Hacía dos semanas que ella esperaba preparada para hacer feliz a los suyos, era su momento, vestida con sus mejores galas después de un crudo invierno a la sombra de una nube eterna, pero una racha de tormentas locas estropeó su vestido azul. Sus zapatos verdes, del color de los pastizales recién nacidos y mullidos de tono, fueron machados de hojas y barro. Sus trenzas como cuatro pinos esponjosos, para dar cobijo a sombra y pajarillos, fueron tan agitadas que a punto estuvieron de deshacer su graciosa compostura.

Cada mañana, al despertar, me asomaba a la ventana y allí estaba ella cada vez más arrugadita.

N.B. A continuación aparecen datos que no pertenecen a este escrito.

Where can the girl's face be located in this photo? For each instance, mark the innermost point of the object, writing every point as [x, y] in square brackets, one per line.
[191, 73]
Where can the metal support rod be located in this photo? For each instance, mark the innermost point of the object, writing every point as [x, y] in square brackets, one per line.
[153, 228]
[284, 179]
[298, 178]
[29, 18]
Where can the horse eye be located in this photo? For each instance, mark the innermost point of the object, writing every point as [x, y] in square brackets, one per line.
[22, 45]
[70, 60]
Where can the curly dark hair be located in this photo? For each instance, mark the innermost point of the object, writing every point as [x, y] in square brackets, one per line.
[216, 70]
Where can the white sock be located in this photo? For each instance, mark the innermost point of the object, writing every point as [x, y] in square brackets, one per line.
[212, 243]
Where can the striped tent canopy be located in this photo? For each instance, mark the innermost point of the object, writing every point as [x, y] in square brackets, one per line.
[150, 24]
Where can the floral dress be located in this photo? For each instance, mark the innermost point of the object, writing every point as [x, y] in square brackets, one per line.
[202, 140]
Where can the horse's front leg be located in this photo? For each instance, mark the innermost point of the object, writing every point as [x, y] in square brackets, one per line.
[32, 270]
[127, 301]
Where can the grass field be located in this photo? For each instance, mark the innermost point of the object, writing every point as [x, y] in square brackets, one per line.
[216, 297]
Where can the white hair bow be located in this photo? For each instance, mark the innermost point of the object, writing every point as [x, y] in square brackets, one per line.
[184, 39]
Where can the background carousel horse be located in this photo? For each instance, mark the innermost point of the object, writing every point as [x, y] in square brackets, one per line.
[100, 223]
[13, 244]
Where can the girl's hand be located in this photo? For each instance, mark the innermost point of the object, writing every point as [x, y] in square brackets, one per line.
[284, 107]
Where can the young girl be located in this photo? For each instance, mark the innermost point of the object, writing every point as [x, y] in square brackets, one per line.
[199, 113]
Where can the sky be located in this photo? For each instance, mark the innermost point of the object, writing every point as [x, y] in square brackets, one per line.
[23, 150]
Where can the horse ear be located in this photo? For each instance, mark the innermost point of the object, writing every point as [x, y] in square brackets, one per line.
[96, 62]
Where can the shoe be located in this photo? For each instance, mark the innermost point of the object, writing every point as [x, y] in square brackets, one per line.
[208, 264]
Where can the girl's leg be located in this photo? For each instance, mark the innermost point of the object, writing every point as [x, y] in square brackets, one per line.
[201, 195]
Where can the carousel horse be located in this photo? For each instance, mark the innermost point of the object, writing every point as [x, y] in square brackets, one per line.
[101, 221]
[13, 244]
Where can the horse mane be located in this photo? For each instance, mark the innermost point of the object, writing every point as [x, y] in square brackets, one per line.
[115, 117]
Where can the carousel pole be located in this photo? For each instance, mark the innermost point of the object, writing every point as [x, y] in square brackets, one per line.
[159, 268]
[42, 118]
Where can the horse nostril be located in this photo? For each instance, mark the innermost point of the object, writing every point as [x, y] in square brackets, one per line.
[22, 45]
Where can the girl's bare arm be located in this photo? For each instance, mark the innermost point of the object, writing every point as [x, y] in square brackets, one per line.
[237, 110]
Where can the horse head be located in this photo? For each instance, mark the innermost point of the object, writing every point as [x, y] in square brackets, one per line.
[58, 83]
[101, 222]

Me fui cuatro días fuera y nada supe de ella hasta hoy. Abrí la ventana y un aire cálido me dio los buenos días; lo sonreí, parecía tan afable… y, después, mis ojos se extraviaron por un cielo azul, pero una voz me llamó “Eh, vecina, ¡hola! ¿No vas a bajar? Moví la cabeza y allí estaba ella saludándome. Su insultante alegría me contagió, la verdad, no me había vuelto a acordar de su figura atormentada. “Sí, luego voy a verte” La respondí regalándola un beso en su faz cristalina.

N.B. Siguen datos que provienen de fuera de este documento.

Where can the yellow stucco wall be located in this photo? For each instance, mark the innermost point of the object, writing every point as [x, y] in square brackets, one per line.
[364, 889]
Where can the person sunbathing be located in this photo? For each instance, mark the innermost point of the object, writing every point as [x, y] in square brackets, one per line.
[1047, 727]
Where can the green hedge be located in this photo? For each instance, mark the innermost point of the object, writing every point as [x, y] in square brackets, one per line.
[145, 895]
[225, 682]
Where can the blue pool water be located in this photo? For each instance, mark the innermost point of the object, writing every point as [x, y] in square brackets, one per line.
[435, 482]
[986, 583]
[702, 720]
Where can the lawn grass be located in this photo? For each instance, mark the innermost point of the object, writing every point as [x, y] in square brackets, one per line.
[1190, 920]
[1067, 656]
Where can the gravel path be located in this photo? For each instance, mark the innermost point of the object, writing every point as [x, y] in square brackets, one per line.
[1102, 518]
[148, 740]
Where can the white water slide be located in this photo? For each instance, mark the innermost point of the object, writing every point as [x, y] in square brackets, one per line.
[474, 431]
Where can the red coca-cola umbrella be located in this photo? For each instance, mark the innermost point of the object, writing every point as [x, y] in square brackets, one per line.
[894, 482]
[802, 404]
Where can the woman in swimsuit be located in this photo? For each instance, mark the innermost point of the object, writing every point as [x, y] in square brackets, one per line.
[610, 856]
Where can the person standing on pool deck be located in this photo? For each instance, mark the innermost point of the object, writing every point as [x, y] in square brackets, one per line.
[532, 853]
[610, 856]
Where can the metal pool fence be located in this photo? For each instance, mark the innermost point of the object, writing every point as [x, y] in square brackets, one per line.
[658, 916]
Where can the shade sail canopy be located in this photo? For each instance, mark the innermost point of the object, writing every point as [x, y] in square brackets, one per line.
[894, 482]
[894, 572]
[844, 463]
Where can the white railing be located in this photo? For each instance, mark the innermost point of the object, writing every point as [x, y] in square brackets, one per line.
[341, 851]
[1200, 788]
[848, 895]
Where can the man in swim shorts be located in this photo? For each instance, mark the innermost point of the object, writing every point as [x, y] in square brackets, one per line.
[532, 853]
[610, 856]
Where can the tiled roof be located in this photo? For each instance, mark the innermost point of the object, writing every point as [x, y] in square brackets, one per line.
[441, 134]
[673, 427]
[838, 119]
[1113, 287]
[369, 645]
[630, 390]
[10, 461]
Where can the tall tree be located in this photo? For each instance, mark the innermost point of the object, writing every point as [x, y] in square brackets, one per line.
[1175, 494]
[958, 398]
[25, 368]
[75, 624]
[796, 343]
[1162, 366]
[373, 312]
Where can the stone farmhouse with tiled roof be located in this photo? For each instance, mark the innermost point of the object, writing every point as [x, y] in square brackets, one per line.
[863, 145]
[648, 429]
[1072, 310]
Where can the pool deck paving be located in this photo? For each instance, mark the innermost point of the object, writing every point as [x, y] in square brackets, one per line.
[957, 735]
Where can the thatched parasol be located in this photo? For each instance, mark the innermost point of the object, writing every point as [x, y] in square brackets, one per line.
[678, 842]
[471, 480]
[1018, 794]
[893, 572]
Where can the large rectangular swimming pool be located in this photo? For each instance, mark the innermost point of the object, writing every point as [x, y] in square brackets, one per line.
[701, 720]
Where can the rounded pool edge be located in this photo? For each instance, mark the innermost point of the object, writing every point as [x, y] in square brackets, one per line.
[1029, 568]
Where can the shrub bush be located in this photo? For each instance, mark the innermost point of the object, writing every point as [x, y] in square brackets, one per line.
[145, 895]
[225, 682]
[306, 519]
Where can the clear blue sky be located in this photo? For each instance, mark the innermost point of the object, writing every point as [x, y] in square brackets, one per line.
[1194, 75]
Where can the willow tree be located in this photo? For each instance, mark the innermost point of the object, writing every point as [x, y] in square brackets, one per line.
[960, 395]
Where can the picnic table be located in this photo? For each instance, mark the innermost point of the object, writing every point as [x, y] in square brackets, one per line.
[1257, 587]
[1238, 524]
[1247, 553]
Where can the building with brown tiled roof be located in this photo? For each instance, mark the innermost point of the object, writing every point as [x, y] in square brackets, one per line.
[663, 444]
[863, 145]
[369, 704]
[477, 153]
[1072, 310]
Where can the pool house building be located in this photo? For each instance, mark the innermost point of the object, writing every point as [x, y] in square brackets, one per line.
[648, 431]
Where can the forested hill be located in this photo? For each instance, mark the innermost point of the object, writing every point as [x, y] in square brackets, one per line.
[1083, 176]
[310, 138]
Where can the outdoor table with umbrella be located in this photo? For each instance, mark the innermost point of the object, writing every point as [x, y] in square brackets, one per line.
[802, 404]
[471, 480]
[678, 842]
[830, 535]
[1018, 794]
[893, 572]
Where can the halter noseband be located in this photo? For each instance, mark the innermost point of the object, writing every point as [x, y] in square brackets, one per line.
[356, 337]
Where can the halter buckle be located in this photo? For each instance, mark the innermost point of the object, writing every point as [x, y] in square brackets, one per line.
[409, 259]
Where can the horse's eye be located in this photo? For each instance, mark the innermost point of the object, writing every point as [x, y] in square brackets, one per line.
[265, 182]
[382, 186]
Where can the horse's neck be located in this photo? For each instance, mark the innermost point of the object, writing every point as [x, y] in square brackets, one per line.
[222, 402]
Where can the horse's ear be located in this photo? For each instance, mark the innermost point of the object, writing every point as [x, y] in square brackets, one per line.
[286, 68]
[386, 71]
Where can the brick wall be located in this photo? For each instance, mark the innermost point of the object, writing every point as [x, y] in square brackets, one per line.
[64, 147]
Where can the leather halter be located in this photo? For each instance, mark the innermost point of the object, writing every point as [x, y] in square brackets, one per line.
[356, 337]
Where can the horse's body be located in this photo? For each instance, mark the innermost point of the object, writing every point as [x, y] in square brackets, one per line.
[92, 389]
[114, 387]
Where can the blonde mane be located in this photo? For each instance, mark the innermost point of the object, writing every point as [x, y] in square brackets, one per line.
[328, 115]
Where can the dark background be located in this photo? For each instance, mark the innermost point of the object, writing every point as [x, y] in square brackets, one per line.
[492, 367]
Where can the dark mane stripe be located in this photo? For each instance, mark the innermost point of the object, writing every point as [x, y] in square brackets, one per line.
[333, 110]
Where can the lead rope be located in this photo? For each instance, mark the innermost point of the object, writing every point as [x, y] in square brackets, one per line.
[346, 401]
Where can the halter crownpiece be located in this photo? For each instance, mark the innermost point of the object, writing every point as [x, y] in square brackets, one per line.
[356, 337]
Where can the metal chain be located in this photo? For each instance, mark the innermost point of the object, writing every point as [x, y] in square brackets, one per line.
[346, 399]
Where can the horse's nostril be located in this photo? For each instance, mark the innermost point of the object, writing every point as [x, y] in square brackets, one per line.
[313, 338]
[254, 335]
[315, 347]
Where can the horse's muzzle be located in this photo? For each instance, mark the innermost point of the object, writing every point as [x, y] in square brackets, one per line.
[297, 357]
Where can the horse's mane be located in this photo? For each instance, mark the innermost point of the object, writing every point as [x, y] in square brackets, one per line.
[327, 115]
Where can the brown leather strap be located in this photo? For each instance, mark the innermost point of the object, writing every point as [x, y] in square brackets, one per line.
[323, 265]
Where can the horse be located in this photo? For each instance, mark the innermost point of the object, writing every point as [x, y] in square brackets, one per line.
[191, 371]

La mañana se me complicó, demasiados asuntos amotinados en cuatro días que hasta la hora de comer no pude hacer una escapada para saludarla.

Bajé casi de puntillas, estaba tan emocionada con nuestro encuentro, que la quería dar una sorpresa. Cuando llegué estaba callada, reposando en el silencio, solo unos pajarillos trinaban alegremente. Dejé mis cosas encima de sus zapatos, ¡qué mullidos estaban!

A continuación y cogiéndola desprevenida, me zambullí en un enorme abrazo en su cuerpo de agua. ¡Qué fría estás, chiquilla! Le dije aterrorizada. Ella, en una espuma de carcajadas circulares, me contestó “Tanto Caribe, tanto Mediterráneo y te has olvidado de mi frescura”

Nos pusimos a jugar como dos niñas en su primer día de colegio y cuando caí exhausta de brazos y piernas, me tendí en sus enormes escarpines glaucos y me dejé dorar por el sol tibio de la tarde quedándome dormida en sus brazos agradecidos.

Un coro de voces infantiles me despertó. Acababan de llegar Antonio, Cristinita, Ana, Pepe, Carlitos, con los pulmones a pleno rendimiento y me dije” Es hora de subirte a casa.

Caminé un rato y antes de perder de vista su figura, la dije “¡Hasta mañana! Eres más bonita que cualquier piscina de Madrid” Ella sonrió satisfecha. De sobra sabe que es nuestro pequeño lago azul.